9. The method according to claim 1, wherein the tubular organ is the patient's heart.
10. A computer system comprising a processing circuit configured to perform the operation described in any one of claims 1 to 9.
11. A non-temporary computer-readable storage medium that, when executed by a computer, tangibly embodies a program of instructions causing the computer to perform the method according to any one of claims 1 to 9.
12. A computer-aided method for providing real-time visual proximity feedback for intraluminal catheter engagement using a catheter having electrodes on a distal end assembly, wherein the method includes, while the catheter is positioned within the patient's luminal organ, Based on the positional data acquired by the catheter, a three-dimensional (3D) model of the internal surface is generated. The graphical map of the 3D model is rendered as a visual representation of the tubular organ. For each electrode, a proximity value indicating the distance between the electrode and the tissue wall of the tubular organ is determined based on the measured impedance, Identifying the electrode with the minimum nearest proximity, Rendering a directional guidance indicator onto a 3D anatomical map, wherein the directional guidance indicator points from the location of the identified electrode toward an adjacent tissue wall, thereby providing guidance for maneuvering the catheter to reduce the distance between the identified electrode and the tissue wall. A computer implementation method comprising: dynamically updating the directional guidance indicator in real time based on the change in the proximity value, thereby enabling continuous guidance for catheter engagement with the tissue wall.
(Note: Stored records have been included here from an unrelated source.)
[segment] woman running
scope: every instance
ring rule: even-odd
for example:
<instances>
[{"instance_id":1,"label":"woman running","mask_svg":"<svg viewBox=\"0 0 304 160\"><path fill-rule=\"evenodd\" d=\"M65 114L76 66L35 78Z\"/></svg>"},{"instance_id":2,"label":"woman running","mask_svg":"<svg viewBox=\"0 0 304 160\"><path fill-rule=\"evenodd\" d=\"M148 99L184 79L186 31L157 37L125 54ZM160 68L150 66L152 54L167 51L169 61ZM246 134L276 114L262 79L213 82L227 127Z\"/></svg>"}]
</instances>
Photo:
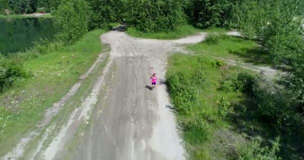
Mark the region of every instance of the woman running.
<instances>
[{"instance_id":1,"label":"woman running","mask_svg":"<svg viewBox=\"0 0 304 160\"><path fill-rule=\"evenodd\" d=\"M152 80L152 90L154 90L155 85L156 84L156 81L158 80L158 78L156 77L156 74L153 74L153 75L152 75L152 76L150 78L150 80Z\"/></svg>"}]
</instances>

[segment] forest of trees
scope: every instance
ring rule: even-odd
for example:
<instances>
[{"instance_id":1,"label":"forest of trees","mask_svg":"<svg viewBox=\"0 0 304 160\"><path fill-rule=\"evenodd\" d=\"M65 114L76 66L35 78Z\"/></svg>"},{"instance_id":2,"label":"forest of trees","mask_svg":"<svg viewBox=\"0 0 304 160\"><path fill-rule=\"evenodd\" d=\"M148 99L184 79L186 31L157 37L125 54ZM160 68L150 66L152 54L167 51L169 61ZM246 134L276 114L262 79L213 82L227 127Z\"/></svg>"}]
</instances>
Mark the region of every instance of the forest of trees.
<instances>
[{"instance_id":1,"label":"forest of trees","mask_svg":"<svg viewBox=\"0 0 304 160\"><path fill-rule=\"evenodd\" d=\"M44 11L50 12L60 4L60 0L0 0L0 14L8 9L10 14L22 14Z\"/></svg>"},{"instance_id":2,"label":"forest of trees","mask_svg":"<svg viewBox=\"0 0 304 160\"><path fill-rule=\"evenodd\" d=\"M282 78L280 84L284 85L293 95L288 104L296 104L292 107L289 104L277 105L277 102L270 100L266 107L269 108L268 111L276 110L279 114L276 112L274 115L272 112L266 112L265 109L261 111L261 115L280 122L281 126L278 128L292 125L298 126L298 131L293 132L304 131L304 32L301 20L294 18L304 14L303 2L0 0L0 10L2 12L8 8L15 14L30 13L42 8L44 11L52 12L56 24L60 30L58 40L66 44L77 41L89 30L108 28L111 22L122 20L126 20L128 27L144 32L174 31L187 23L199 28L236 29L245 38L257 40L263 52L270 57L270 62L274 66L284 66L287 73ZM298 150L302 149L300 148Z\"/></svg>"}]
</instances>

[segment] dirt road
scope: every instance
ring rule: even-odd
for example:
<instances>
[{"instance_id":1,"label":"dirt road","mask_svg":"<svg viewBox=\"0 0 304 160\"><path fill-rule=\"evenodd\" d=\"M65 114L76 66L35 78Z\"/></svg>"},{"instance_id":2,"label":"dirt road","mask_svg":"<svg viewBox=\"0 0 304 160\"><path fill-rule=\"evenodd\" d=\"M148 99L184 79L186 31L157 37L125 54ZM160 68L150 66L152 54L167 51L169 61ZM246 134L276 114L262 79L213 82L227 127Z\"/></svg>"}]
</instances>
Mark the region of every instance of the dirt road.
<instances>
[{"instance_id":1,"label":"dirt road","mask_svg":"<svg viewBox=\"0 0 304 160\"><path fill-rule=\"evenodd\" d=\"M168 54L181 51L176 44L198 42L205 36L164 40L132 38L118 31L102 34L102 42L112 49L110 60L98 72L96 80L87 88L88 94L79 106L57 116L66 116L64 120L40 126L45 128L42 134L30 134L2 159L186 159L162 84ZM159 85L150 90L147 86L154 72ZM69 98L76 96L76 90L68 94ZM60 113L58 107L46 112L53 113L47 120ZM30 140L34 142L29 142Z\"/></svg>"}]
</instances>

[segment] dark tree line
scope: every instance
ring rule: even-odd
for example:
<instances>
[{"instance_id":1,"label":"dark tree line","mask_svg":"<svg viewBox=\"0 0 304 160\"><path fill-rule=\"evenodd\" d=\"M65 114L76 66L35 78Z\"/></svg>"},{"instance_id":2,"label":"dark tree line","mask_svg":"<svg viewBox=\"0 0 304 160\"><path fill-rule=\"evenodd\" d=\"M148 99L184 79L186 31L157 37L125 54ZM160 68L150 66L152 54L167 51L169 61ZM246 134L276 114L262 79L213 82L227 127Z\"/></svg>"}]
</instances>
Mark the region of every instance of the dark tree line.
<instances>
[{"instance_id":1,"label":"dark tree line","mask_svg":"<svg viewBox=\"0 0 304 160\"><path fill-rule=\"evenodd\" d=\"M60 0L0 0L0 13L8 9L12 14L50 12L55 10Z\"/></svg>"}]
</instances>

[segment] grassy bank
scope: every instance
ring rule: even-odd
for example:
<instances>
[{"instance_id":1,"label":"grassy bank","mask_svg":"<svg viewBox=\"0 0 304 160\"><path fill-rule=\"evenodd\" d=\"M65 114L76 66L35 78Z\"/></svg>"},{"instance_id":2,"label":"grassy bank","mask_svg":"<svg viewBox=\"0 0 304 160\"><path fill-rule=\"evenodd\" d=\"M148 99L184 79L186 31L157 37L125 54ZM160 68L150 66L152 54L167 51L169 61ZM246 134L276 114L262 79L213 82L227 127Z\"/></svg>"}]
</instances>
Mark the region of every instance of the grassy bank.
<instances>
[{"instance_id":1,"label":"grassy bank","mask_svg":"<svg viewBox=\"0 0 304 160\"><path fill-rule=\"evenodd\" d=\"M29 80L16 82L0 96L0 156L7 152L88 70L100 52L102 30L87 33L74 44L26 60Z\"/></svg>"},{"instance_id":2,"label":"grassy bank","mask_svg":"<svg viewBox=\"0 0 304 160\"><path fill-rule=\"evenodd\" d=\"M208 40L190 44L188 48L196 53L220 57L255 64L269 64L269 54L264 53L254 40L241 38L222 36L222 38L211 35L215 42ZM208 37L206 38L208 40Z\"/></svg>"},{"instance_id":3,"label":"grassy bank","mask_svg":"<svg viewBox=\"0 0 304 160\"><path fill-rule=\"evenodd\" d=\"M130 27L128 28L126 33L132 36L144 38L175 40L194 35L201 32L222 32L224 30L224 29L218 28L200 30L196 28L192 25L185 24L179 26L174 32L144 32L139 31L134 28Z\"/></svg>"},{"instance_id":4,"label":"grassy bank","mask_svg":"<svg viewBox=\"0 0 304 160\"><path fill-rule=\"evenodd\" d=\"M46 14L43 15L34 16L30 14L10 14L4 15L0 14L0 18L52 18L50 14Z\"/></svg>"},{"instance_id":5,"label":"grassy bank","mask_svg":"<svg viewBox=\"0 0 304 160\"><path fill-rule=\"evenodd\" d=\"M254 42L218 40L168 58L166 83L190 160L302 160L302 115L292 94L212 57L255 62Z\"/></svg>"},{"instance_id":6,"label":"grassy bank","mask_svg":"<svg viewBox=\"0 0 304 160\"><path fill-rule=\"evenodd\" d=\"M231 151L225 145L234 144L233 149L237 150L247 143L227 129L229 124L218 111L219 104L225 105L223 98L238 103L244 98L242 93L220 88L227 77L244 70L216 66L222 63L206 56L180 54L168 59L166 79L170 96L178 123L184 128L190 160L228 159L234 156L228 156Z\"/></svg>"}]
</instances>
13. A computer-aided method for extending a three-dimensional (3D) anatomical model of a luminal organ during intraluminal catheter therapy (ICT), wherein the method involves positioning the catheter within the patient's luminal organ while Based on the positional data acquired by the catheter, a three-dimensional (3D) model of the internal surface is generated. The graphical map of the 3D model is rendered as a visual representation of the tubular organ. To measure the impedance value at each electrode of the catheter, For each electrode, based on the measured impedance, a proximity value indicating the distance between the electrode and the tissue wall of the tubular organ is determined, The proximity value is compared with the 3D anatomical model to identify the difference between the location of the catheter represented in the anatomical model and the location of the catheter inferred from the proximity feedback. Based on the proximity feedback, the 3D anatomical model is updated by deforming or adjusting the mapped surface to interpolate electrodes in contact with the tissue surface, thereby extending the model to better represent the actual anatomical features of the tubular organ. A computer implementation method comprising rendering and displaying the updated 3D anatomical model and its respective graphical map in real time, and providing an extended representation of the tubular organ.
14. A computer system comprising a processing circuit configured to perform the operation described in claim 12 or 13.
15. A non-temporary computer-readable storage medium that, when executed by a computer, tangibly embodies a program of instructions causing the computer to perform the method according to claim 12 or 13.